Eine Mitgliederbefragung zur Spitzenkandidatur wird es nach Einschätzung von Kipping nicht geben. Sie selbst habe zwar große Sympathien für solche basisdemokratischen Elemente, räumte die Linke-Vorsitzende ein. In der Partei sei der Wunsch danach aber sehr begrenzt. „Insofern ist es auch nicht basisdemokratisch, wenn wir so etwas aufzwingen.“

Zu möglichen Namen oder zur Festlegung auf einen oder mehrere Kandidaten äußerten sich die Parteichefs nicht. „Wir erwägen verschiedene Konstellationen“, sagte Kipping. Derzeit liefen die Meinungsbildung und die Gespräche mit verschiedenen Beteiligten.

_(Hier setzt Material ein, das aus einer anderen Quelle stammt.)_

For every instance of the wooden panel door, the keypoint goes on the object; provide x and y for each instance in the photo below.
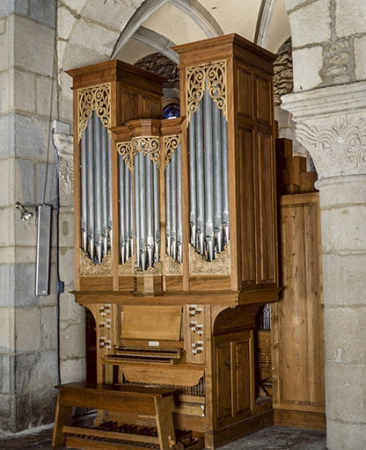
(297, 322)
(234, 376)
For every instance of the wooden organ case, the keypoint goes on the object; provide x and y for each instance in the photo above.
(175, 230)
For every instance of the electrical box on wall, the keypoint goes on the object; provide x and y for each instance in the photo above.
(43, 250)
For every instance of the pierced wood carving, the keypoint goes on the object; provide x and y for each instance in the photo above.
(89, 269)
(148, 145)
(207, 76)
(94, 98)
(171, 143)
(127, 151)
(173, 267)
(219, 266)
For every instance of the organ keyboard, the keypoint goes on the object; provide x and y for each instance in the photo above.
(175, 230)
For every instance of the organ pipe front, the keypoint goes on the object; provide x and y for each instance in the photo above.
(175, 225)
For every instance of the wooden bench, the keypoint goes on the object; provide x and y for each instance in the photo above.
(146, 403)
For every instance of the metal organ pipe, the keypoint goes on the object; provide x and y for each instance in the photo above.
(173, 181)
(179, 206)
(137, 207)
(208, 166)
(96, 213)
(168, 202)
(84, 193)
(209, 175)
(200, 180)
(142, 196)
(90, 183)
(106, 193)
(98, 187)
(122, 211)
(217, 176)
(149, 211)
(156, 212)
(225, 180)
(173, 163)
(192, 180)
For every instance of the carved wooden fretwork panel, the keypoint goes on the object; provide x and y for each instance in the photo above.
(219, 266)
(155, 270)
(130, 269)
(64, 145)
(127, 151)
(89, 269)
(126, 269)
(173, 267)
(95, 98)
(337, 146)
(207, 76)
(148, 145)
(171, 143)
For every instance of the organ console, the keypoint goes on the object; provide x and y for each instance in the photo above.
(175, 232)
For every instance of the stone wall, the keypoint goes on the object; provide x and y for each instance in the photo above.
(28, 324)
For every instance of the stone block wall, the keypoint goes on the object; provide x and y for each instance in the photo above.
(28, 331)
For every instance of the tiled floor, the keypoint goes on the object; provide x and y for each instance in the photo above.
(272, 438)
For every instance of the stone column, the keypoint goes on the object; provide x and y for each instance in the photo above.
(331, 124)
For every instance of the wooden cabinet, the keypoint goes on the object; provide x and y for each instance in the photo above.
(176, 236)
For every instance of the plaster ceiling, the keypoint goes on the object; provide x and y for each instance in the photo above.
(158, 25)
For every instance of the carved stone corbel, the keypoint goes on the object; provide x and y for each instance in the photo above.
(331, 124)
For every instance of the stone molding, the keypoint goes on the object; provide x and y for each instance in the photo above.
(331, 124)
(64, 146)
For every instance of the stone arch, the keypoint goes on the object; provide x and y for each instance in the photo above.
(193, 9)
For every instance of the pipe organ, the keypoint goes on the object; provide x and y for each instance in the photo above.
(175, 230)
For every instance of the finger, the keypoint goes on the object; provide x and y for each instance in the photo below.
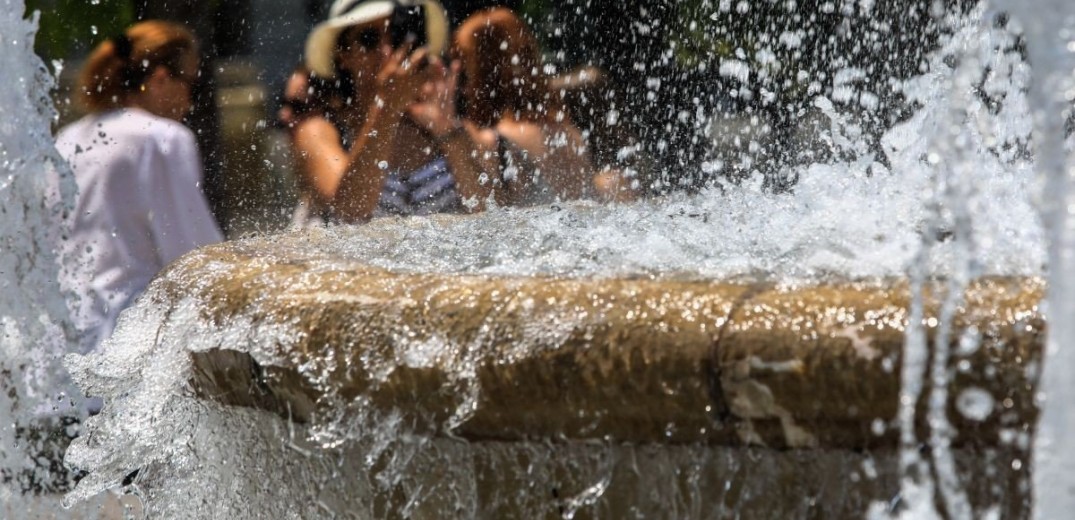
(454, 74)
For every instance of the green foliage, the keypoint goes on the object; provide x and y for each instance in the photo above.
(71, 27)
(534, 10)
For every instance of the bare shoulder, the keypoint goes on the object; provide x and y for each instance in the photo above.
(529, 135)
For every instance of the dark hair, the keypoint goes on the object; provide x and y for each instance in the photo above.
(501, 61)
(120, 63)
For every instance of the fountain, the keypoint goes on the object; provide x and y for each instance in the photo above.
(722, 354)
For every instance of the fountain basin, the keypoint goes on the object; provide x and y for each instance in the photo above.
(546, 396)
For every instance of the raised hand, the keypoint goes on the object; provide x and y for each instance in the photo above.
(402, 77)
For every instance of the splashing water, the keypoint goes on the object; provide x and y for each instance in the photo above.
(1049, 29)
(947, 195)
(34, 329)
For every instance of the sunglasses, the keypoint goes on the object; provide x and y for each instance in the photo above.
(367, 38)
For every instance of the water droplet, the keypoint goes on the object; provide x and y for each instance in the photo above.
(975, 404)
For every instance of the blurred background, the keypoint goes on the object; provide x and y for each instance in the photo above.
(686, 95)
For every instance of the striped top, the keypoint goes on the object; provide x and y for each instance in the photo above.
(426, 190)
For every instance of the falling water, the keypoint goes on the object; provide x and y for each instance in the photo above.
(34, 329)
(1049, 30)
(947, 195)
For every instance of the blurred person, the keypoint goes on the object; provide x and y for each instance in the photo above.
(504, 92)
(377, 133)
(138, 171)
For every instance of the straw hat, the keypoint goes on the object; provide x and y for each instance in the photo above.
(320, 44)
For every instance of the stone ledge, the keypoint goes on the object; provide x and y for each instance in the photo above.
(627, 360)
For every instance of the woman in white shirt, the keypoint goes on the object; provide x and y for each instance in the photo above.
(138, 170)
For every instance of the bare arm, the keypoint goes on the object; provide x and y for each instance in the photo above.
(557, 153)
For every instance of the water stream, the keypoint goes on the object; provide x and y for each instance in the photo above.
(955, 191)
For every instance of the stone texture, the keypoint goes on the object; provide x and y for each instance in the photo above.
(634, 360)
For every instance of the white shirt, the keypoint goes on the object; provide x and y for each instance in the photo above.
(139, 207)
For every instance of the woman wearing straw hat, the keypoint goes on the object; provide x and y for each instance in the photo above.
(391, 143)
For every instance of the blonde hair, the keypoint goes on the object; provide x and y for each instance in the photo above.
(119, 65)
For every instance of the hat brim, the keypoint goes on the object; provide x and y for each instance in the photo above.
(320, 44)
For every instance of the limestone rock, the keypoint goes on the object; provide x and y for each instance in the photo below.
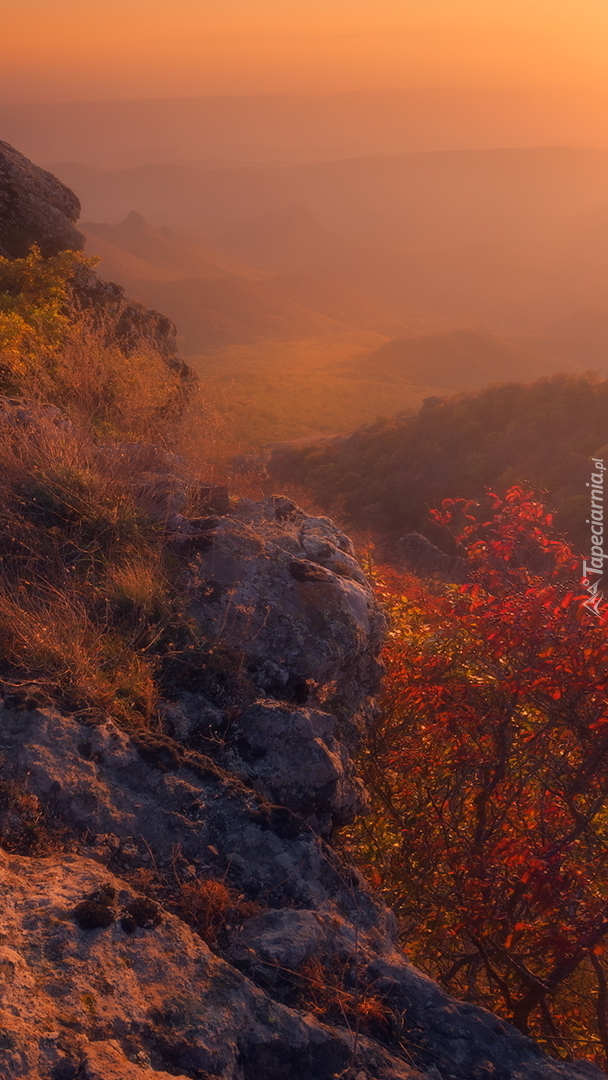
(35, 208)
(289, 595)
(153, 1004)
(293, 756)
(424, 559)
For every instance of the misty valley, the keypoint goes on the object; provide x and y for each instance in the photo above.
(301, 460)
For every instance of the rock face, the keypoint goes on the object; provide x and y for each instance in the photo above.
(424, 559)
(285, 589)
(103, 984)
(35, 208)
(213, 827)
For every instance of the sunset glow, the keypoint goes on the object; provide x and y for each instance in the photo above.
(75, 50)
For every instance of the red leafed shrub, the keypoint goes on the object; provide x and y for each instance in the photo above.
(489, 774)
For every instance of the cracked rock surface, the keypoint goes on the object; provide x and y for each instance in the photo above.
(100, 983)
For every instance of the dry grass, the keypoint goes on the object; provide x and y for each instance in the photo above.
(83, 586)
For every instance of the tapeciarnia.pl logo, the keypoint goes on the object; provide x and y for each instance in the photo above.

Auch der Zeitplan für die Klärung der Kandidatenfrage ist nicht ganz klar. Bislang sei das Vorhaben gewesen, nach der Landtagswahl in Niedersachsen am 20. Januar einen Vorschlag zu machen, sagte Kipping. „Gegenwärtig können wir noch nicht sagen: Wir werden das auf jeden Fall vorziehen.“

Die Spitze der Bundespartei war am Wochenende im thüringischen Elgersburg zu Beratungen mit den Landesvorsitzenden und Fraktionschefs zusammengekommen. Dort ging es auch um die Aufstellung für die Bundestagswahl.

Als Spitzenkandidaten sind bisher nur Fraktionschef Gregor Gysi und seine Stellvertreterin Sahra Wagenknecht im Gespräch. Eine männliche Doppelspitze wie beim letzten Wahlkampf aus Gysi und Ex-Parteichef Oskar Lafontaine hat Kipping ausgeschlossen.